Hernández, segundo en la marcha de 20 kilómetros en la olimpiada de 2000, recibió un balazo en la cabeza el 30 de diciembre pero fue dado de alta la semana pasada.

"Su familia me lo confirmó a las 12:35 del día de hoy, en este momento está por realizarse la necropsia de ley", dijo Aceves en entrevista telefónica a la AP. "La familia olímpica y la familia y del deporte está en un proceso de luto, es un hombre que no sólo brilló como deportista sino como ser humano".

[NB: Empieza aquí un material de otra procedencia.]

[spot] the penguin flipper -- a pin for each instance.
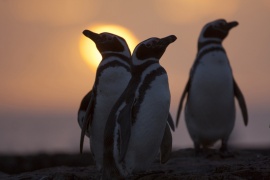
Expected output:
(181, 101)
(170, 122)
(166, 145)
(83, 107)
(87, 120)
(125, 122)
(241, 101)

Hernández, de 35 años, convalecía en su casa luego de ser baleado durante una riña en un bar del Estado de México que le costó perder el ojo izquierdo y la pérdida de visión en el derecho.

"Era un tipo muy alegre, es algo muy triste, especialmente por el lado humano, por su familia y por la forma en que se vino dando este drama desde los primeros minutos del año", añadió Aceves.

En declaraciones a la prensa tras ser dado de alta, Hernández dijo que el incidente en el bar había sido planificado y que sus agresores podrían volver a atacarlo.

Aceves dijo que la asociación que preside le hará un homenaje.

"Los medallistas olímpicos determinamos instrumentar un galardón que lleve su nombre que podrá ser entregado a las nuevas promesas del deporte en memoria de alguien que se fue prematuramente", agregó Aceves.